Question

Tophat Building transcriptome files synthax

0

Entering edit mode

8.6 years ago

marongiu.luigi ▴ 710

Hello,
I need to create the Tophat reference index of the human genome. I therefore downloaded the GTF file (humRef.gtf) from Ensembl and used Bowtie to create an index of the human genome with a single fasta file (dna.toplevel) with all human chromsomes, which I renamed humRef.fa, as follows:

bowtie2-build -f ./humRef.fa humRef

this created the following files: humRef.1.bt2, humRef.2.bt2, humRef.3.bt2, humRef.4.bt2, humRef.rev.1.bt2 and humRef.rev.2.bt2.
I ran tophat with the following command:

tophat2 -G humRef.gtf --transcriptome-index=humRef_tr humRef

but I got the following error:

[2016-03-30 20:05:55] Building transcriptome files with TopHat v2.1.1
-----------------------------------------------
[2016-03-30 20:05:55] Checking for Bowtie
          Bowtie version:    2.2.6.0
[2016-03-30 20:06:44] Checking for Bowtie index files (genome)..
[2016-03-30 20:06:44] Checking for reference FASTA file
[2016-03-30 20:06:44] Building transcriptome data files humRef_tr/humRef
[2016-03-30 20:09:02] Building Bowtie index from humRef.fa
    [FAILED]
Error: Couldn't build bowtie index with err = 1

Could you please tell me what is wrong? It must be a syntax issue but I don't know which one. I tried to provide paths to the files but nothing, and also changing the names of the index files. All files are in the same directory.
I also tried to remove the .fa extension of humRef.fa file, following a suggestion from internet, but the answer was:

[2016-03-30 20:30:49] Checking for reference FASTA file
    Warning: Could not find FASTA file humRef.fa
[2016-03-30 20:30:49] Reconstituting reference FASTA file from Bowtie index

a solution that I don't think is efficient since the file is available
Thank you,
L

rna-seq Assembly • 6.4k views

ADD COMMENT • link updated 6.5 years ago by zx8754 12k • written 8.6 years ago by marongiu.luigi ▴ 710

0

Entering edit mode

The syntax of your special TopHat run command is correct. This problem may have been created by the unfortunate choice of using the prefix of the fasta file name as your genome index name. Are all these files in the current working directory? Are you running all commands from a same user account?

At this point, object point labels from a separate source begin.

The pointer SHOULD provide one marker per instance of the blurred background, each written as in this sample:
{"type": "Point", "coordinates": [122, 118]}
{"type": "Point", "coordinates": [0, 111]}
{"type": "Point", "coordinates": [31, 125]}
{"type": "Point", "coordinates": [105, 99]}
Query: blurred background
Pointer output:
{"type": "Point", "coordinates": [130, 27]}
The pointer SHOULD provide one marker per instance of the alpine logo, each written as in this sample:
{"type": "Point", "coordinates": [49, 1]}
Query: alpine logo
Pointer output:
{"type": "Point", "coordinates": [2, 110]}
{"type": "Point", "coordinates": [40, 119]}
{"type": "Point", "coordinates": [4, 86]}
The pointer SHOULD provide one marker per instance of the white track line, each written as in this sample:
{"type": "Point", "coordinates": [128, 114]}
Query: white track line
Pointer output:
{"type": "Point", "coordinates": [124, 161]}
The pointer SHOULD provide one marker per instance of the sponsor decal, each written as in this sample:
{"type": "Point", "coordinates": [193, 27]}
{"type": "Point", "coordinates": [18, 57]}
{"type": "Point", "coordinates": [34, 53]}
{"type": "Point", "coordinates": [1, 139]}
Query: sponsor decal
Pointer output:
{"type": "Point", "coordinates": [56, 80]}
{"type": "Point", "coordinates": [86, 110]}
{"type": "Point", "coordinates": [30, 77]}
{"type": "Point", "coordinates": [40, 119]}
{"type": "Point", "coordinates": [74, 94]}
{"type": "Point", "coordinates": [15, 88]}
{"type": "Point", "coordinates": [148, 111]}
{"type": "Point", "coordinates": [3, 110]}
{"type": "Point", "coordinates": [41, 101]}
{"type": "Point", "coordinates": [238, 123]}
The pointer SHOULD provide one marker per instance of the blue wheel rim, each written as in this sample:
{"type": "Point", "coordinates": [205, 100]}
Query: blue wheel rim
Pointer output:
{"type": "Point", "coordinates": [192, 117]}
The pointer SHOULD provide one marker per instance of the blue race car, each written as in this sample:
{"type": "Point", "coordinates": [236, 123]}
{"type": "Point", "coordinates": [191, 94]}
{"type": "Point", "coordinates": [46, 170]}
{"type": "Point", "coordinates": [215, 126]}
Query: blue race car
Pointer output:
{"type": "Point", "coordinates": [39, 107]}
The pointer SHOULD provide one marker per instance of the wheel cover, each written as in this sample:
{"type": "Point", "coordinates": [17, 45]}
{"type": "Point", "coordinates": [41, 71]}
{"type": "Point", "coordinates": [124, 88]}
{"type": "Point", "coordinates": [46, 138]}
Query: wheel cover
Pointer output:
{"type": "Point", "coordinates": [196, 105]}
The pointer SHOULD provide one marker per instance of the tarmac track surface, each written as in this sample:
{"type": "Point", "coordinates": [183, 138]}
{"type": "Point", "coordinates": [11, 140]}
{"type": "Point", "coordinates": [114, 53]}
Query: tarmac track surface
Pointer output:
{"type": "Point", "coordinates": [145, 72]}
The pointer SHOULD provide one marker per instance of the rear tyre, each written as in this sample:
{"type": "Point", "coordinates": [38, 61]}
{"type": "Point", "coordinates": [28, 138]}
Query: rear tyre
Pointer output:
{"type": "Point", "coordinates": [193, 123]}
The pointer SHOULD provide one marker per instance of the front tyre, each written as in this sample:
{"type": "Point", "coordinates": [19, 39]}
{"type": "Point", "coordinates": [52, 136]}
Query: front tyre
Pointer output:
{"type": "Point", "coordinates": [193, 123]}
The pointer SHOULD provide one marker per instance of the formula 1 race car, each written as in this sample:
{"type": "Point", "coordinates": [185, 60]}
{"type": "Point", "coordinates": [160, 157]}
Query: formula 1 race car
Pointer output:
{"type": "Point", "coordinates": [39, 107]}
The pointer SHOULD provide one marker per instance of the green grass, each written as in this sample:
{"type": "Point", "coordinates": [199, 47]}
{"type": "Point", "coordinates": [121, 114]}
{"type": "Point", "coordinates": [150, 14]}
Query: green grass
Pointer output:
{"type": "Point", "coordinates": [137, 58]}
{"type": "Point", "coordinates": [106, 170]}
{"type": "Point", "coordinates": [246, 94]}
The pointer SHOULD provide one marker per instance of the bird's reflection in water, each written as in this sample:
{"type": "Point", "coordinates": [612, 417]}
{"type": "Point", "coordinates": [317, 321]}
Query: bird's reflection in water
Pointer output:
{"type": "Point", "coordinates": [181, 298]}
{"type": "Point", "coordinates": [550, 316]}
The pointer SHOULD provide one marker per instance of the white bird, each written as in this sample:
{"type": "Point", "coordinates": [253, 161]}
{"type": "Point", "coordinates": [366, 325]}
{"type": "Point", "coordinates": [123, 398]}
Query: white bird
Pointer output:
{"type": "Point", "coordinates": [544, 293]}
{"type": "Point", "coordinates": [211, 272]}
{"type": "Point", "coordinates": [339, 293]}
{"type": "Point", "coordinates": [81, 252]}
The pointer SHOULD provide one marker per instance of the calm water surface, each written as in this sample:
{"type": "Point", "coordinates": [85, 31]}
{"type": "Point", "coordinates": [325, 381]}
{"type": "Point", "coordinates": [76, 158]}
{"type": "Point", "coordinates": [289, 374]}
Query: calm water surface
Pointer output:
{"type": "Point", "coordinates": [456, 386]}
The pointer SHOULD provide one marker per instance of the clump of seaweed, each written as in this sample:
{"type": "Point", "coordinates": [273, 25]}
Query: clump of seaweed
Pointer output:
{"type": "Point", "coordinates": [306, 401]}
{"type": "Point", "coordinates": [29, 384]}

ADD REPLY • link 8.6 years ago by GenoMax 146k

0

Entering edit mode

Actually I started by separating the files by suffices, so I had the humRef.fa for the reference fasta, then _idx for the Bowtie's index and _tr for the tophat output, but I got the same error, so I thought the files had to be with the same names in order to be recognized by tophat. The files are all in the same directory and run with the same user, actually one command after the other.

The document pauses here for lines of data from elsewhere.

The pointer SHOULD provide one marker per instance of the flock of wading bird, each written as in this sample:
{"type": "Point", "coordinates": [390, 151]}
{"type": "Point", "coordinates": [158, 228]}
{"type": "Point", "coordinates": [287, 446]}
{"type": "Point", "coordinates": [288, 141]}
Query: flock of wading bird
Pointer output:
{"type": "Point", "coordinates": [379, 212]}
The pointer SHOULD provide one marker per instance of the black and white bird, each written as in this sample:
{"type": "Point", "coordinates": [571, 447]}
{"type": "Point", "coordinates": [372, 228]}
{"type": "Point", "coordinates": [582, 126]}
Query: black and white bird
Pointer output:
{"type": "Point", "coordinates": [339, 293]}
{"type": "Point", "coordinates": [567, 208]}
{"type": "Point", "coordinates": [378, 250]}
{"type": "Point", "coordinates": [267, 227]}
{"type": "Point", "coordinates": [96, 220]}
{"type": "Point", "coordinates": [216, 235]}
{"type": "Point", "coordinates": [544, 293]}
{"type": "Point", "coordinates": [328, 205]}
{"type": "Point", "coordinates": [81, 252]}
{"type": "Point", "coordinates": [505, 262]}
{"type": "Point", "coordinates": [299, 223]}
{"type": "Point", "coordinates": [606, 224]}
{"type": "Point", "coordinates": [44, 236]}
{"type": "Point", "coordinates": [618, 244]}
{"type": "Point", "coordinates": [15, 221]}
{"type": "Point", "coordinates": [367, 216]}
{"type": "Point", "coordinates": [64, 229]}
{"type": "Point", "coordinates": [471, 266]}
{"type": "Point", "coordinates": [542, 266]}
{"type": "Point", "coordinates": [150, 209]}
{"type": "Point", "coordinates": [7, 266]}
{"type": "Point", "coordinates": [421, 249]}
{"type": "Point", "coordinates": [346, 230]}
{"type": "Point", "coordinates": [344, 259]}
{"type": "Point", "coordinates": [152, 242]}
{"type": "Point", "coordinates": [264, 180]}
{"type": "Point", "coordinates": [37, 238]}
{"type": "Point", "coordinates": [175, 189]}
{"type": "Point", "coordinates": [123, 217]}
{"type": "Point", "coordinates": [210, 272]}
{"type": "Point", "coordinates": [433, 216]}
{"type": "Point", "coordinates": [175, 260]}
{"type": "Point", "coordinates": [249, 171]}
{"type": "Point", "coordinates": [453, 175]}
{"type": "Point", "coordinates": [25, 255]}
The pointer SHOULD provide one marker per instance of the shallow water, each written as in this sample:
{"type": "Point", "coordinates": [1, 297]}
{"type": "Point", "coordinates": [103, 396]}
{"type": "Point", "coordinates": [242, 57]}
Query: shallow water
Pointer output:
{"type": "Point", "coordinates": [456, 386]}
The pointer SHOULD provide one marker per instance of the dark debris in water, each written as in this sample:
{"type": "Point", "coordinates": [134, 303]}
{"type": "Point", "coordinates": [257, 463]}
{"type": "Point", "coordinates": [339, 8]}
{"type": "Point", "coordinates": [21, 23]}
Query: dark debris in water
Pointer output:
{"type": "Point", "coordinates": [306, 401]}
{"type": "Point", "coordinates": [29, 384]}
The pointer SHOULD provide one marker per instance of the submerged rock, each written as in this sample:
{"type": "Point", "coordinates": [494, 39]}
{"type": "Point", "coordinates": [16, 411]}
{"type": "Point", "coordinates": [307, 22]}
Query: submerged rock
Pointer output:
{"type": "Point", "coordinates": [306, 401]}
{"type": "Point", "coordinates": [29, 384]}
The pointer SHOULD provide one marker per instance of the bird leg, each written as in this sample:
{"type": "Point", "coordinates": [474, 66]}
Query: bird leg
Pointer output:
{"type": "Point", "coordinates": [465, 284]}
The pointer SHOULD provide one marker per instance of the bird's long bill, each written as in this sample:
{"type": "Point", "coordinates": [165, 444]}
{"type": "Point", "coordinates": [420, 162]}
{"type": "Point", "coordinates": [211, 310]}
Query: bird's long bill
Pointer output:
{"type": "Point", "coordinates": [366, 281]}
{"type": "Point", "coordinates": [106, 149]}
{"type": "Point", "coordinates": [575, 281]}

ADD REPLY • link 8.6 years ago by marongiu.luigi ▴ 710

0

Entering edit mode

I think TopHat expects the transcriptome index to be in a separate directory, so possibly you should provide a directory name as well as a prefix name for the transcriptome index files.

ADD REPLY • link 8.6 years ago by mastal511 ★ 2.1k

0

Entering edit mode

But I also tried tophat2 -G ./humRef.gtf --transcriptome-index=humRef_tr ./humRef to tell that the files were in the working directory, unsuccessful. I copied all the index/fa/gtf files into a humRef directory so that tophat could find the fasta file wherever it wanted but the error was the same.

ADD REPLY • link 8.6 years ago by marongiu.luigi ▴ 710

0

Entering edit mode

Can you try creating the transcriptome index somewhere else. Like this

$ tophat2 -G ./humRef.gtf --transcriptome-index=/some_other_path/humRef_tr ./humRef

ADD REPLY • link 8.6 years ago by GenoMax 146k

0

Entering edit mode

I tried with ... -index=./top/humRef_tr ... and the directory top was created, inside the usual humRef_th.fa humRef_th.fa.tlst humRef_th.gff humRef_th.ver files were created but then the Building Bowtie index from humRef_th.fa [FAILED] appeared.

ADD REPLY • link 8.6 years ago by marongiu.luigi ▴ 710

0

Entering edit mode

I think part of the problem is that if everything works correctly you should end up with a bowtie index for the genome AND a different bowtie index for the transcriptome (and also a fasta file for the genome AND another fasta for the transcriptome), and your naming everything humRef just makes things very confusing.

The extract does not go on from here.